The air we breathe out can help us improve the quality of the air we breathe in.
Measurements of indoor carbon dioxide (CO2) concentrations are used to evaluate indoor air quality, which is strongly linked to the levels of contaminants, such as gases and particles, circulating about with CO2. This information also can be used to control ventilation, which helps clean the air, and reduce the need for heating and cooling, which saves energy. However, according to National Institute of Standards and Technology (NIST) mechanical engineer Andrew Persily and George Mason University nutrition professor and human metabolism scientist Lilian de Jonge, the formula that’s been used since the early 1980s to estimate an integral part of those calculations—the amount of CO2 generated by building occupants—relies on old data and a method lacking scientific documentation. This means current estimates of CO2 generation rates may be off by as much as 25 percent.
To help address the problem, Persily and de Jonge have developed a new computation method that uses well-established concepts from the study of human metabolism and exercise physiology relating CO2 generation rates to body size and composition, diet and level of physical activity. This results in more accurate estimates of the CO2 generated by individuals, the researchers said, which subsequently yields an improved estimate of the concentration produced by a building’s entire occupant population.
The researchers report their work(link is external) in the journal Indoor Air.
Surveying nearly four decades of literature on carbon dioxide generation by building occupants, Persily and de Jonge discovered numerous problems with the commonly used method for quantifying the metabolic rate of an individual. They also found issues with the equation for estimating the ratio of inhaled oxygen and exhaled CO2 used to calculate CO2 generation.
“Besides the fact that the CO2 generation formula dates to the 1980s and does not consider the significant advances made in the study of human metabolism and physiology since that time, we could not find much scientific evidence to support it in the first place,” Persily said. “As a result, we now have to question the accuracy of any CO2 generation rates previously reported.”
Persily and de Jonge’s concerns were validated by a recent Chinese study(link is external) of indoor air environments that showed measurements of generated CO2 calculated with the currently used method overestimated the actual amounts by about 25 percent in women and 16 percent in men.

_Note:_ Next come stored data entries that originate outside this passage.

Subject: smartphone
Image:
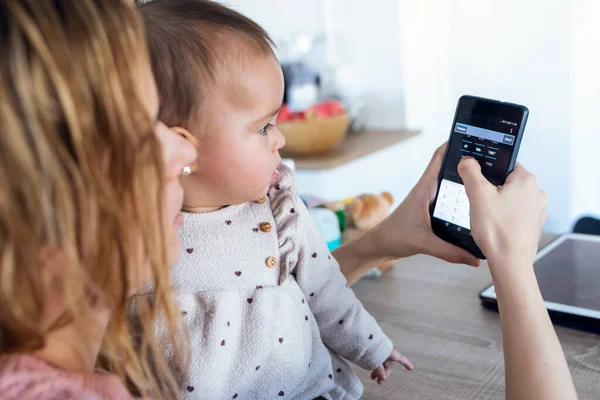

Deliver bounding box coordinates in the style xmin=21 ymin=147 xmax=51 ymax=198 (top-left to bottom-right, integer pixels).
xmin=430 ymin=95 xmax=529 ymax=259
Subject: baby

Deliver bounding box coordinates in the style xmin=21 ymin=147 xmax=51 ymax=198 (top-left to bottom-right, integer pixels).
xmin=138 ymin=1 xmax=412 ymax=398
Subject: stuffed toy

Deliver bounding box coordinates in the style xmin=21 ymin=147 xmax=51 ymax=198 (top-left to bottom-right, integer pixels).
xmin=343 ymin=192 xmax=396 ymax=275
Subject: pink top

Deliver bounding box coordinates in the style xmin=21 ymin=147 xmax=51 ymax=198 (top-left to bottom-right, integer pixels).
xmin=0 ymin=354 xmax=135 ymax=400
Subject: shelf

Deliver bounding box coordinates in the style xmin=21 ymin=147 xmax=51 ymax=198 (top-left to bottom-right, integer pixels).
xmin=283 ymin=129 xmax=420 ymax=170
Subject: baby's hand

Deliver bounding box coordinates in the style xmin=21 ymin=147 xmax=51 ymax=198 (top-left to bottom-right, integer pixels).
xmin=370 ymin=349 xmax=414 ymax=384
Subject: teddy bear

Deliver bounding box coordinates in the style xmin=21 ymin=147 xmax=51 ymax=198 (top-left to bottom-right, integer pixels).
xmin=342 ymin=192 xmax=396 ymax=277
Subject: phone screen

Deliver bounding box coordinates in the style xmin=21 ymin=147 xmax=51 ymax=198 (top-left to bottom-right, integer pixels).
xmin=432 ymin=96 xmax=527 ymax=241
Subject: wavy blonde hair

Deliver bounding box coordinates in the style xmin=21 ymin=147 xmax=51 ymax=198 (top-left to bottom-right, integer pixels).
xmin=0 ymin=0 xmax=185 ymax=397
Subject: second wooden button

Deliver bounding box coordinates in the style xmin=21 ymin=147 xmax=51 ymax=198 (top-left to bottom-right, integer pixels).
xmin=265 ymin=256 xmax=277 ymax=268
xmin=260 ymin=222 xmax=272 ymax=232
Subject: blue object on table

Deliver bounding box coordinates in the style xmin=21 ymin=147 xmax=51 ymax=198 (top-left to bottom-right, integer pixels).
xmin=308 ymin=207 xmax=342 ymax=251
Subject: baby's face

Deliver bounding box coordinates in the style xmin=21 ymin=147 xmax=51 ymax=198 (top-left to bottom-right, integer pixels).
xmin=184 ymin=54 xmax=286 ymax=208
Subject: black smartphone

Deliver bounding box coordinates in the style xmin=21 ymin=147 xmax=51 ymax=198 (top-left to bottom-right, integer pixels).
xmin=430 ymin=95 xmax=529 ymax=259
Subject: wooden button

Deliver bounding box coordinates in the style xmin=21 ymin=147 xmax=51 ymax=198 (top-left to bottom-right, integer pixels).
xmin=260 ymin=222 xmax=272 ymax=232
xmin=266 ymin=256 xmax=277 ymax=268
xmin=256 ymin=197 xmax=266 ymax=204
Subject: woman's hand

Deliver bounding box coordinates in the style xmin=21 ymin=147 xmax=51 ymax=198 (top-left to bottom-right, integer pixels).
xmin=336 ymin=143 xmax=480 ymax=285
xmin=457 ymin=157 xmax=548 ymax=272
xmin=371 ymin=143 xmax=480 ymax=266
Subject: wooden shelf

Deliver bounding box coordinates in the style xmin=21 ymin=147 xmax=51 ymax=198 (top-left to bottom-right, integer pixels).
xmin=283 ymin=129 xmax=420 ymax=170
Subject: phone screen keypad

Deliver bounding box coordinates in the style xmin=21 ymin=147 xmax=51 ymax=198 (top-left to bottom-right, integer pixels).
xmin=433 ymin=179 xmax=471 ymax=230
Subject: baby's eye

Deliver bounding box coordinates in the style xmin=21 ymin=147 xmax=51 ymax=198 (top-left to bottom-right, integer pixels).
xmin=259 ymin=123 xmax=273 ymax=135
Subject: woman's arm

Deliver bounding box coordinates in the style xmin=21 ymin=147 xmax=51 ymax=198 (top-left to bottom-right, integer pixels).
xmin=334 ymin=143 xmax=480 ymax=286
xmin=333 ymin=223 xmax=388 ymax=286
xmin=493 ymin=261 xmax=576 ymax=400
xmin=458 ymin=158 xmax=577 ymax=400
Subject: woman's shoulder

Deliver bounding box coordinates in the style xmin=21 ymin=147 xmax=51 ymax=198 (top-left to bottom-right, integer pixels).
xmin=0 ymin=354 xmax=134 ymax=400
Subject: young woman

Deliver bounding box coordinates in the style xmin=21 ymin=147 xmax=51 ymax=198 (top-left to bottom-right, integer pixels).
xmin=0 ymin=1 xmax=196 ymax=398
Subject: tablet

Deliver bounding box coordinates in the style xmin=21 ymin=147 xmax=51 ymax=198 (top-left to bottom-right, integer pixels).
xmin=480 ymin=233 xmax=600 ymax=330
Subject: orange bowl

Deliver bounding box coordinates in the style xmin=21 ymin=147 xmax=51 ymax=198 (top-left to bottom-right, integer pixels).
xmin=278 ymin=112 xmax=350 ymax=156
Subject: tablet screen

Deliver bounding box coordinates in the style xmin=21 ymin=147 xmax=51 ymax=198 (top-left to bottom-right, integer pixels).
xmin=480 ymin=234 xmax=600 ymax=320
xmin=535 ymin=238 xmax=600 ymax=311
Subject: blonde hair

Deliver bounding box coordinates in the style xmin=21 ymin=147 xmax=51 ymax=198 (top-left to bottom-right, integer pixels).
xmin=0 ymin=0 xmax=185 ymax=397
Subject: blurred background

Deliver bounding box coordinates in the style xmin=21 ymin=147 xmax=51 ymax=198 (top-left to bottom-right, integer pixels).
xmin=225 ymin=0 xmax=600 ymax=233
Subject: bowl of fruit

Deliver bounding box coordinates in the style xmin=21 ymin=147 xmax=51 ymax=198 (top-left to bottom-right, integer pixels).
xmin=277 ymin=100 xmax=350 ymax=156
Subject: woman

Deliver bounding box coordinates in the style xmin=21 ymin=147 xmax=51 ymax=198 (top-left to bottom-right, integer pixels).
xmin=0 ymin=0 xmax=196 ymax=398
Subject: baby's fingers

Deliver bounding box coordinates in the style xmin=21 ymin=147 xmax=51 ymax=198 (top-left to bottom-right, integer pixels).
xmin=388 ymin=349 xmax=414 ymax=371
xmin=371 ymin=366 xmax=386 ymax=384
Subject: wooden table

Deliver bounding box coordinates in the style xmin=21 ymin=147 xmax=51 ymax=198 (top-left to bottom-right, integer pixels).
xmin=350 ymin=236 xmax=600 ymax=399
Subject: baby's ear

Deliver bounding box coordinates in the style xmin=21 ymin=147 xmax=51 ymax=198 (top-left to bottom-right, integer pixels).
xmin=171 ymin=126 xmax=198 ymax=147
xmin=381 ymin=191 xmax=394 ymax=206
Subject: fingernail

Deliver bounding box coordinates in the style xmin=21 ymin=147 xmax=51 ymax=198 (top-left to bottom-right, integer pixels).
xmin=467 ymin=259 xmax=478 ymax=267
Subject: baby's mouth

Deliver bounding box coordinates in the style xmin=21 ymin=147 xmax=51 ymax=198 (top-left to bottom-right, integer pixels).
xmin=271 ymin=168 xmax=281 ymax=184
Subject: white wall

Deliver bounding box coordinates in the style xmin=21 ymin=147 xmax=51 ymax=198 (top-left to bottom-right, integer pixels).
xmin=224 ymin=0 xmax=407 ymax=130
xmin=571 ymin=0 xmax=600 ymax=224
xmin=223 ymin=0 xmax=325 ymax=43
xmin=224 ymin=0 xmax=600 ymax=232
xmin=399 ymin=0 xmax=576 ymax=231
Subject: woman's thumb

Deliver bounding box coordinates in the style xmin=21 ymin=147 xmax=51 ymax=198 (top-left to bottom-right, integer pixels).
xmin=458 ymin=157 xmax=491 ymax=198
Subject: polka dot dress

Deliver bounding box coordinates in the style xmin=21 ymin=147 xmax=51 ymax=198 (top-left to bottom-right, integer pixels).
xmin=145 ymin=165 xmax=393 ymax=399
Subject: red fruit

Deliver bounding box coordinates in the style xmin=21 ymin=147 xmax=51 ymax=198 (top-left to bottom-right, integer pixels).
xmin=313 ymin=103 xmax=331 ymax=118
xmin=322 ymin=100 xmax=345 ymax=116
xmin=311 ymin=100 xmax=345 ymax=118
xmin=291 ymin=111 xmax=306 ymax=121
xmin=277 ymin=104 xmax=308 ymax=122
xmin=277 ymin=104 xmax=293 ymax=122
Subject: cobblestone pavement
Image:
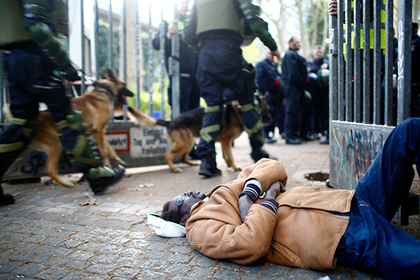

To increase the accuracy and reliability of indoor CO2 measurements, Persily and de Jonge turned to established science done by researchers combating the problem of obesity.
“In the past thirty years, the average American’s diet and body composition—we now have more fat and less muscle—have changed significantly, so the fields of human metabolism and exercise physiology have focused on characterizing energy requirements, especially in relation to diet and exercise,” de Jonge explained. “This knowledge led to a better way to calculate how much oxygen is needed to meet those needs, and using the same strategy, we were able to improve how exhaled CO2 is estimated as well.”
Persily and de Jonge’s new approach uses the basal metabolic rate (BMR) of an individual—the minimum amount of energy he or she expends while at rest—combined with that person’s level of physical activity to more accurately derive the amount of CO2 produced by the occupants of an indoor space. The BMR also considers the sex, age and body size—using mass rather than surface area—of the individuals making up the group.
“This is a significant improvement over the traditional method for calculating CO2 because body mass is easily measured while surface area can typically only be estimated,” de Jonge said.
Persily and de Jonge will next work on validating their technique so that it can move toward broad acceptance and usage. They also will study its impacts on improving indoor air quality and reducing energy use.
“We hope that our calculation method will eventually be used to determine the optimal CO2 levels needed to achieve more reliable, cost-effective and energy-efficient operation of demand control ventilation systems, devices that use smart sensors that regulate when and how much outside air to bring into an indoor environment,” Persily said.